The widespread adoption of smart devices, especially through the Internet of Things has raised some concerns from a wide variety of groups. The ACLU has warned that the complete connection of our lives to these sensors will lead to a situation in which, “companies will increasingly know all there is to know about you.” The results of this would be best compared to the contemporary experiences with advertising and internet marketing. If a refrigerator can inform companies about what items a household is running low on, this opens up new and lucrative, but potentially ethically doubtful markets for advertising.

The article goes on to warn that “law enforcement will exploit any database built, if it makes it easier to figure out what the rest of us are up to.” A house filled with objects all collecting data on the its inhabitants would generate a treasure trove of information for any interested party. Even the NIC warns about the possible danger which could result from an unsecured network built around a fully interconnected household. A single product with malicious code could easily wreak havoc on an unimaginable scale once it was integrated into a wide variety of houses.
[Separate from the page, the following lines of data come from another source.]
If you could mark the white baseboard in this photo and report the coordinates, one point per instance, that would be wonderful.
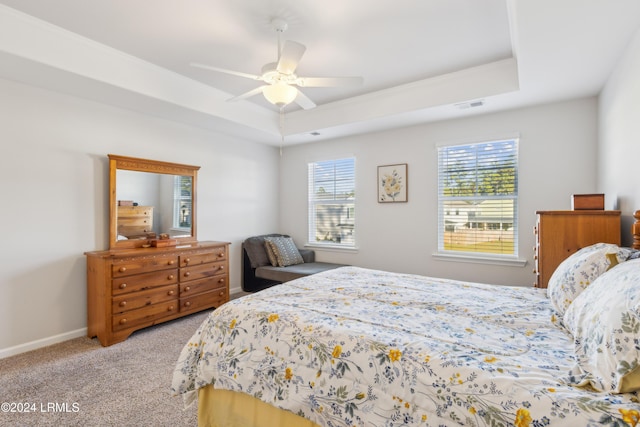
(44, 342)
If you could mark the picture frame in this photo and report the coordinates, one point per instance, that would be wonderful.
(393, 183)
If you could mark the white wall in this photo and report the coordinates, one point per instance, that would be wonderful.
(619, 141)
(557, 159)
(54, 196)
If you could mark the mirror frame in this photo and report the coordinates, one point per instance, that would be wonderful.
(153, 166)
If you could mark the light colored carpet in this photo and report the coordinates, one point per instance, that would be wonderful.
(126, 384)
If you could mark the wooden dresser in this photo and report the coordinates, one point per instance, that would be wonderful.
(130, 289)
(562, 233)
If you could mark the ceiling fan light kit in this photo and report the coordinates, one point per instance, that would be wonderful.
(280, 78)
(280, 94)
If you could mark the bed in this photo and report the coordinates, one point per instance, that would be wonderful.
(362, 347)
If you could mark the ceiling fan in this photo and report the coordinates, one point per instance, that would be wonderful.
(281, 82)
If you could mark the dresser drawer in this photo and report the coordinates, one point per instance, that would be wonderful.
(143, 316)
(140, 282)
(201, 301)
(207, 284)
(134, 300)
(140, 265)
(202, 271)
(216, 255)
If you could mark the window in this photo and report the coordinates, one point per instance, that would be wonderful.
(332, 200)
(182, 203)
(478, 198)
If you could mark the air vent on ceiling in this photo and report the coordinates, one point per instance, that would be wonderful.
(470, 104)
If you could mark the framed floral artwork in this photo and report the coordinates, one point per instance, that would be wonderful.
(392, 183)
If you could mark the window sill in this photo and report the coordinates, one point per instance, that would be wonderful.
(331, 248)
(480, 259)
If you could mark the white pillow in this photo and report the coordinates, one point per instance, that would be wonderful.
(605, 323)
(575, 273)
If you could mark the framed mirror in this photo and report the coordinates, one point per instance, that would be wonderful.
(149, 198)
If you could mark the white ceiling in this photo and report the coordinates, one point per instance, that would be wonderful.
(419, 58)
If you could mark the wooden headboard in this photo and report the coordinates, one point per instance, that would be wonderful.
(635, 230)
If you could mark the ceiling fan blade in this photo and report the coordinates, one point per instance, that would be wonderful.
(304, 101)
(290, 56)
(224, 70)
(329, 81)
(247, 94)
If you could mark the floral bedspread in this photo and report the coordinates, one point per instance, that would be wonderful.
(363, 347)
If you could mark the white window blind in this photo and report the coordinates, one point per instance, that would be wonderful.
(332, 201)
(478, 198)
(182, 209)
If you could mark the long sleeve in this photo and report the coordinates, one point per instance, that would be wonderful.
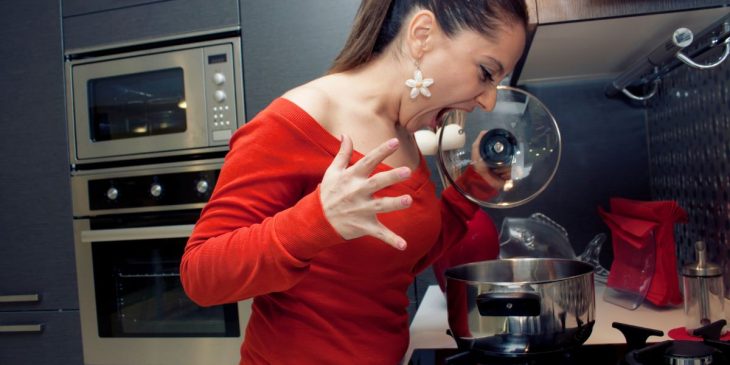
(264, 221)
(456, 211)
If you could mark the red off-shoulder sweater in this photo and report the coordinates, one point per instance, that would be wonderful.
(317, 298)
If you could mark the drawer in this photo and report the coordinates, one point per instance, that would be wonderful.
(40, 338)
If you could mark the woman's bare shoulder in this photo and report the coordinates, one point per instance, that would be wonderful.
(314, 99)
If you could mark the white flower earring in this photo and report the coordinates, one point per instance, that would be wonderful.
(418, 84)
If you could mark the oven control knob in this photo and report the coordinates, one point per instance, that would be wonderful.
(112, 193)
(156, 190)
(220, 96)
(202, 186)
(219, 78)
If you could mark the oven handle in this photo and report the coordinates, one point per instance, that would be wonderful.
(136, 234)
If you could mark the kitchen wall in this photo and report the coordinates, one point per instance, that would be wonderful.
(604, 155)
(689, 143)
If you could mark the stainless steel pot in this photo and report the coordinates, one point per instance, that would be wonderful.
(521, 306)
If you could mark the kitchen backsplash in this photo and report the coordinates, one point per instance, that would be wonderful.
(689, 152)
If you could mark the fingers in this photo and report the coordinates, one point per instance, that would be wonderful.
(390, 204)
(389, 237)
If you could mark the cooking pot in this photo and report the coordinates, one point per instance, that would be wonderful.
(520, 306)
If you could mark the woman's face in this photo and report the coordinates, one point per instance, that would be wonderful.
(466, 70)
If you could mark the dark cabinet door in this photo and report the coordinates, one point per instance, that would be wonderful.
(289, 42)
(40, 338)
(36, 236)
(93, 24)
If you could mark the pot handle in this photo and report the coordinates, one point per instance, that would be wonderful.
(507, 304)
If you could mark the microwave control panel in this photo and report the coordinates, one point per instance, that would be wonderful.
(220, 93)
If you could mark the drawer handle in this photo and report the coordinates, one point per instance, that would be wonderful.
(22, 328)
(20, 298)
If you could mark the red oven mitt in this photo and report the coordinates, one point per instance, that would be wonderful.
(664, 289)
(634, 255)
(480, 243)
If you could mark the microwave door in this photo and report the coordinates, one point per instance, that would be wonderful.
(138, 105)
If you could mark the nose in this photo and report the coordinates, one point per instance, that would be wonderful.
(488, 99)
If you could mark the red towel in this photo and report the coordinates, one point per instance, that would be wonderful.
(664, 289)
(634, 254)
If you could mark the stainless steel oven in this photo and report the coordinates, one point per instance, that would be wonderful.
(164, 101)
(131, 226)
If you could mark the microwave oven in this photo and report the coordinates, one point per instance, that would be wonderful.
(184, 99)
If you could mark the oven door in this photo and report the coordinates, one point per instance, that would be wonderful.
(133, 307)
(163, 103)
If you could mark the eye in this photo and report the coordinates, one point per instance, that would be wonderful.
(486, 74)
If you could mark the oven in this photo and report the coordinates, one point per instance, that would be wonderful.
(158, 101)
(131, 225)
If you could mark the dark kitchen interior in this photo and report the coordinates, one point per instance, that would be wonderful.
(674, 146)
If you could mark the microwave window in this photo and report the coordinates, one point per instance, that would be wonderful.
(137, 105)
(139, 294)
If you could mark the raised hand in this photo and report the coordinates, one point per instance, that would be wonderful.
(347, 193)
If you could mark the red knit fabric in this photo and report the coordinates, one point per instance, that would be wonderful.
(318, 299)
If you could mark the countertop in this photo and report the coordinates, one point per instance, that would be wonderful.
(428, 329)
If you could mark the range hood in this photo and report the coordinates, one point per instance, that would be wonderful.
(604, 47)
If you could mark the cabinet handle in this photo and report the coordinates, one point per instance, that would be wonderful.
(20, 298)
(22, 328)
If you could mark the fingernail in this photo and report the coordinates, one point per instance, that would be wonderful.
(393, 143)
(404, 172)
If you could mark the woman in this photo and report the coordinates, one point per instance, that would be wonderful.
(324, 212)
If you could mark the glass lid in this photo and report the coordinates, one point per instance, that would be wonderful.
(503, 158)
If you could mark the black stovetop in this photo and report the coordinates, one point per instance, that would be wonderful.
(634, 352)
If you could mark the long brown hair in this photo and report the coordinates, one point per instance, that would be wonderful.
(378, 22)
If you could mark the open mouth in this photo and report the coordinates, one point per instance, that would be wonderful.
(439, 120)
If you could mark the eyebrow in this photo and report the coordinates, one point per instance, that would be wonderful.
(500, 67)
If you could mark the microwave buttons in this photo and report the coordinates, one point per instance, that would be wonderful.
(156, 190)
(112, 193)
(219, 78)
(202, 186)
(220, 96)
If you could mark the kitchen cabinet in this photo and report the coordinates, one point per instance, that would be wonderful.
(590, 39)
(554, 11)
(37, 272)
(289, 42)
(110, 23)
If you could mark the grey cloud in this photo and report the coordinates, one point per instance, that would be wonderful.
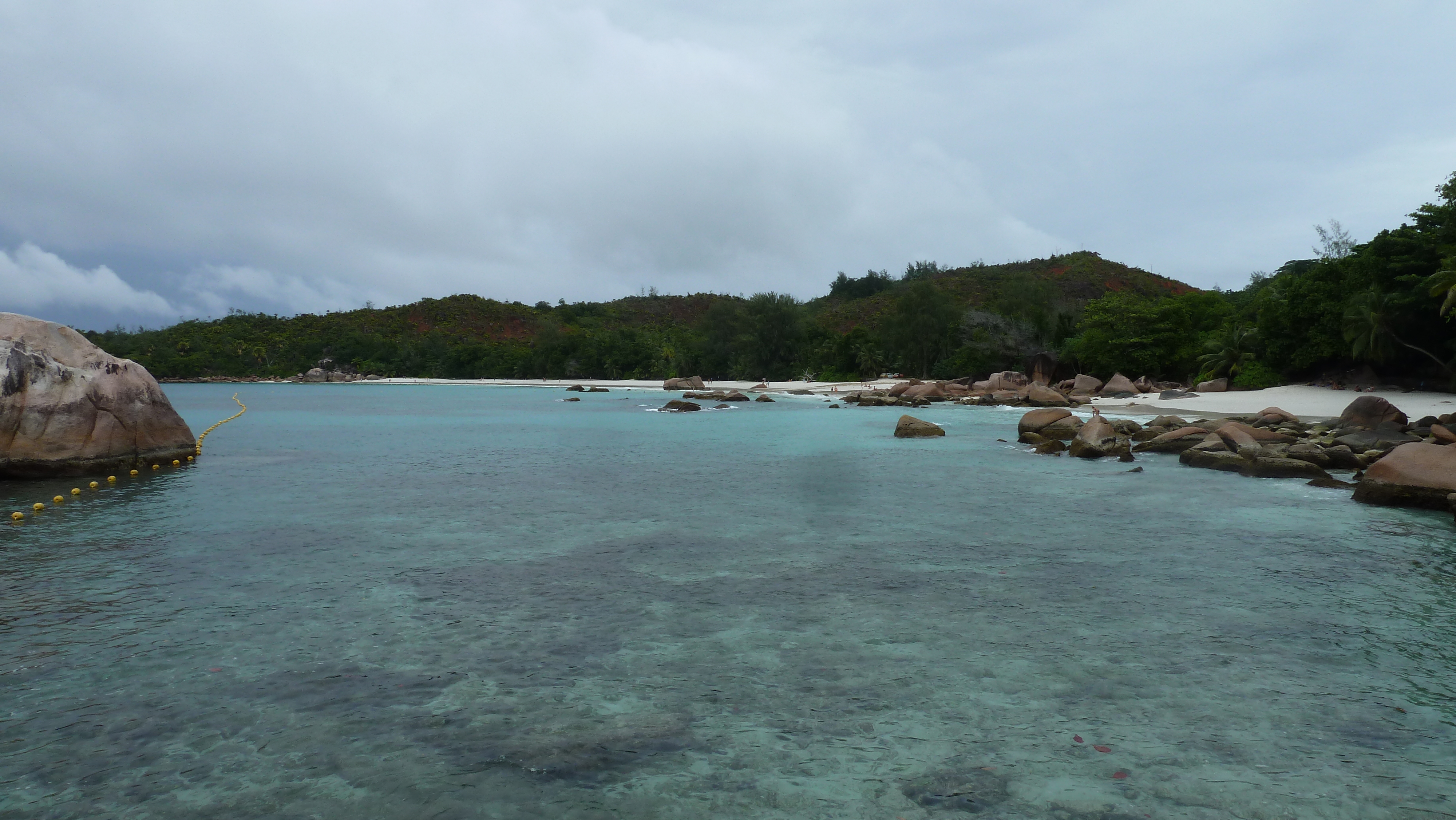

Environmental activists have also raised concerns with the lasting effects of these sensors being produced and distributed on such a wide scale. The heavy presence of semiconductors in each of these sensors and other devices will lead to a massive amount of heavy metals and other toxic materials making their way into landfills as these devices are eventually discarded. Some have responded to this argument by pointing out that the ubiquity of sensors in our houses will help cut down on energy use, drastically reducing pollution.